Gutierrez has charged a small group of aides, led by David A. Sampson, the agency's second in command, with helping him steer a department that boasts a $6.5 billion budget, more than 38,000 employees and disparate offices including the International Trade Administration, the National Oceanic and Atmospheric Administration and the Census Bureau.
The secretary's aides said they have spent the bulk of his tenure working to win approval for the Central American Free Trade Agreement that Bush signed into law Aug. 2. Now, Gutierrez's office is focusing on protecting American intellectual property rights abroad -- an issue his advisers said was driven home to him when, on a recent trip to China, he was offered a copy of the newest "Star Wars" movie for $1.
The agency identified the following individuals as Gutierrez's inner circle:
* Sampson, the deputy secretary, is tasked with managing the agency's day-to-day operations. He may have the most unusual background of any of Gutierrez's advisers. Sampson, 48, was an ordained minister in the Church of Christ for more than a decade before deciding to pursue more worldly interests at the Arlington, Tex., chamber of commerce. There, in the early 1990s, he was charged with ensuring that the Texas Rangers -- which had just been purchased by a group led by a young George W. Bush -- did not move to nearby Dallas. The baseball club stayed in Arlington. When Bush became governor, Sampson was named to a state commission on economic development. He followed Bush to Washington, to assume an analogous position in the Commerce Department. Last month, Sampson was confirmed as deputy secretary by the Senate.
So how does a life in the ministry prepare one for politics and the government? "If you can survive church politics for 20 years, you can survive any kind of politics," he said.
* Claire Buchan, chief of staff, joined the agency in February after spending four years at the White House. She was a spokeswoman there for Bush's entire first term, the latest in what had been a string of positions in public relations. Buchan, 43, previously represented the Republican National Committee, home-maintenance giant ServiceMaster, George H.W. Bush's Treasury Department and the U.S. trade representative's office in the Reagan administration.
* Christine Gunderson, 35, is the communications director, responsible for keeping the agency on message. Gunderson, who recently married and is still better known around town by her maiden name -- Iverson -- also has worked in similar capacities for a number of GOP politicians and organizations in Washington, including the Republican National Committee. Gunderson, who joined the department in March, is responsible for crafting talking points, tending to reporters, and coordinating the secretary's appearances and interviews.
* Nathaniel Wienecke, 33, is the agency's point man for Congress, tasked with responding to lawmakers' inquiries for everything from economic data about their congressional districts to requests for Gutierrez's testimony before their committees. But Wienecke's key responsibility is to help sell the administration's policies, such as CAFTA, to the Hill. He joined the agency in August 2001, and held a number of jobs there before assuming his current post in June. He previously worked for two Republican members of Congress and the RNC.

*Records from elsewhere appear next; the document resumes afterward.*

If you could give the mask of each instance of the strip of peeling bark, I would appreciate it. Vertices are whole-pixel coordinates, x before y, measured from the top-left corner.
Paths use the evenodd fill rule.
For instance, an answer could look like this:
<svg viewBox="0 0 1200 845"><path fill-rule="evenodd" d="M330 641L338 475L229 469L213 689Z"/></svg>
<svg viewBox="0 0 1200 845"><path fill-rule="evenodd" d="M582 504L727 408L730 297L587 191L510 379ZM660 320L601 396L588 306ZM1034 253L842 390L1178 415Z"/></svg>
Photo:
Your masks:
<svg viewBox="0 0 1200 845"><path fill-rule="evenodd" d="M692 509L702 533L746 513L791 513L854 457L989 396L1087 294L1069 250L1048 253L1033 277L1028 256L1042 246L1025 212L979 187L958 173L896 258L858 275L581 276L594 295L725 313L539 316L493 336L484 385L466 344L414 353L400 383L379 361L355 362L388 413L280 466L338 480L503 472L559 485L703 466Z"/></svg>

* David Bohigian, the policy director, is tasked with ensuring that the secretary's policies are in sync with the White House and are also being faithfully implemented throughout the department. Bohigian, 35, joined the agency 21/2 years ago, after working in venture capital in London, New York and Washington. He briefly worked on the Hill, interning for then-Rep. Newt Gingrich (R-Ga.) while in law school.

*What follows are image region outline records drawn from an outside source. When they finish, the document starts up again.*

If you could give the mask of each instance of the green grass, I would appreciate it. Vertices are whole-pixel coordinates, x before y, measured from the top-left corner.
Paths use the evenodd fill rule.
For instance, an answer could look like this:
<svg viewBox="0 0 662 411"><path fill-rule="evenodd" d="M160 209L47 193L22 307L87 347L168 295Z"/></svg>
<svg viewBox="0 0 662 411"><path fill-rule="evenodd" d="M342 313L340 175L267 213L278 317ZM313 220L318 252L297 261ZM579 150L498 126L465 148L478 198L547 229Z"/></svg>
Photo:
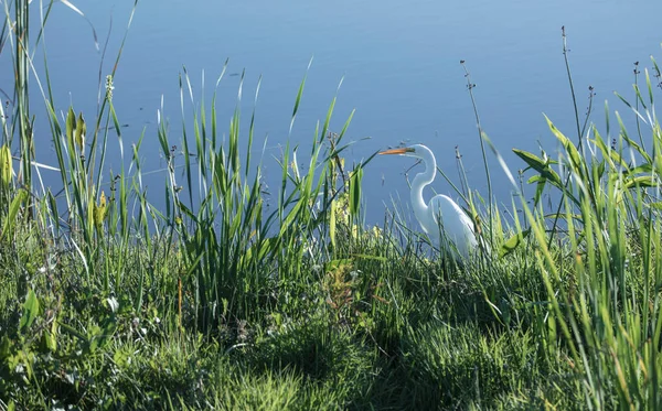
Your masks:
<svg viewBox="0 0 662 411"><path fill-rule="evenodd" d="M286 147L267 208L254 113L247 129L238 108L218 118L184 69L181 140L159 111L154 207L113 73L98 112L62 108L32 66L46 21L30 28L26 1L2 7L17 83L0 112L0 410L662 407L662 129L648 71L634 104L622 99L637 136L618 113L613 130L607 107L605 131L576 117L576 141L549 121L563 149L515 150L531 186L512 180L510 217L491 194L461 193L492 251L458 266L430 259L399 204L381 227L363 223L372 158L344 161L352 116L333 119L334 98L311 150ZM29 89L50 112L62 192L39 177ZM479 131L487 177L488 158L510 173ZM109 144L130 166L110 174Z"/></svg>

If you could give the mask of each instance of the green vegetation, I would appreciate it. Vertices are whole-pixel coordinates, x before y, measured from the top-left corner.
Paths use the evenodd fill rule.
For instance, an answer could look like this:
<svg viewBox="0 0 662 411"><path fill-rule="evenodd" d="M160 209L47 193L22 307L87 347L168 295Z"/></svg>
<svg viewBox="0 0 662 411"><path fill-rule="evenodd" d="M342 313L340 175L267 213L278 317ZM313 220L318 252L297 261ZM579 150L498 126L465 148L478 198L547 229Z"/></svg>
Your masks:
<svg viewBox="0 0 662 411"><path fill-rule="evenodd" d="M399 214L365 227L370 159L344 163L351 117L331 133L334 100L311 151L284 151L273 208L239 149L253 117L241 129L237 109L223 127L215 96L182 101L181 141L160 117L157 209L142 140L122 144L114 73L98 112L61 115L47 73L29 84L43 39L28 1L1 3L15 84L0 107L0 409L662 407L662 129L648 72L628 104L638 136L618 116L611 132L608 109L605 136L577 117L576 142L549 122L557 160L516 151L531 203L521 195L506 218L465 193L493 251L457 266L429 259ZM51 115L62 192L40 180L29 89ZM121 170L105 166L109 144Z"/></svg>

* Dan McCardell, 39, is the agency's liaison to the business community, charged with keeping the department abreast of the issues and concerns of the nation's chief executives. He came to the job in 2003, from a similar position at the Treasury Department. McCardell got his start in politics and government working as an advance man for President George H.W. Bush's reelection campaign. He worked in the private sector during the Clinton years, before joining Bush's 2000 bid for the White House.
* Chris Israel, 35, is the agency's intellectual property czar, a newly created position that puts him in charge of the government's efforts to crack down on international pirating and counterfeiting. He is a holdover from Donald L. Evans's tenure, having served as the former commerce secretary's deputy chief of staff. Israel previously worked as a lobbyist for Time Warner and, before that, for a pair of Republican lawmakers in Congress.
* John J. Sullivan, the agency's general counsel, is the secretary's principal legal adviser and head of the more than 400 lawyers who work for the agency. He is also one of the newest additions to Gutierrez's inner circle, having been confirmed only weeks ago. Sullivan, 45, came over from the Defense Department, where he was deputy general counsel to Secretary Donald H. Rumsfeld. Like many of his colleagues, Sullivan served in President George H.W. Bush's administration, working in his Justice Department. Before that, he clerked for Supreme Court Justice David H. Souter.